Savannah Heat (13 page)

Read Savannah Heat Online

Authors: Kat Martin

BOOK: Savannah Heat
6.53Mb size Format: txt, pdf, ePub

“Away the aft hook,” he commanded as they neared their final resting place in the quiet waters of the harbor. “Furl the tops’l. Make fast the aft rode.”

The ship creaked with the sound of the aft anchor growing taut, men and equipment working together in an age-old partnership that had served them well through countless voyages.

“Drop the fore anchor, and haul away on the aft rode until she’s fast.” In seconds the ship reached a shuddering halt, the gentle lap of sea against hull the only sound.
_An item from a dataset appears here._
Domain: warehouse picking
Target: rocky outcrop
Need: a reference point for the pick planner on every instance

The men relaxed a bit at the feeling of calm and the knowledge that for now they had reached their destination.

With a building feeling of dread, Silver watched from the quarterdeck as Morgan ordered the shore boat lowered and his second mate and another sailor descended the rope ladder to man the oars.

Both Hamilton Riley and Wilson Demming made their way to her side, each clasping her hand in a farewell reminiscent of their earlier friendly attitude toward her. Apparently Major Trask had set them straight about the nature of his relationship with her, for which she was grateful.

If only one of them would help her.

She knew they would not.

Watching from a distance, Jordy hung back, waiting until she walked the few steps between them and extended her hand. “I’m glad to have met you, Jordy. I know if you keep trying as hard as you have been, you’ll captain your own ship one day, just as you wish.”

Jordy accepted her handshake. “You’ll be all right, won’t you? I mean no one’s gonna hurt you or nothin’?”

“Anything,” she corrected, and Jordy grinned. “I’ll be all right.” She wished she believed it.

“You’re not so bad, Miss Jones. Don’t let ’em tell you no—any—different neither.”

Impulsively Silver hugged him. “Thank you, Jordy.” With a last wan smile, she turned and walked away. She’d gone only a few feet when Sogger bounded up the ladder from below with an ear-splitting yowl. His orange-striped fur looked as patchy as ever, but his belly bulged pleasantly. He purred his contentment the moment Silver knelt to pet him.

“I’m going to miss you.” She scratched his mashed right ear. “I used to have a cat who looked a little like you on Katonga, but Father said he brought fleas into the house.”

Sogger rubbed himself between her legs. Silver ran her hand along his furry back one last time.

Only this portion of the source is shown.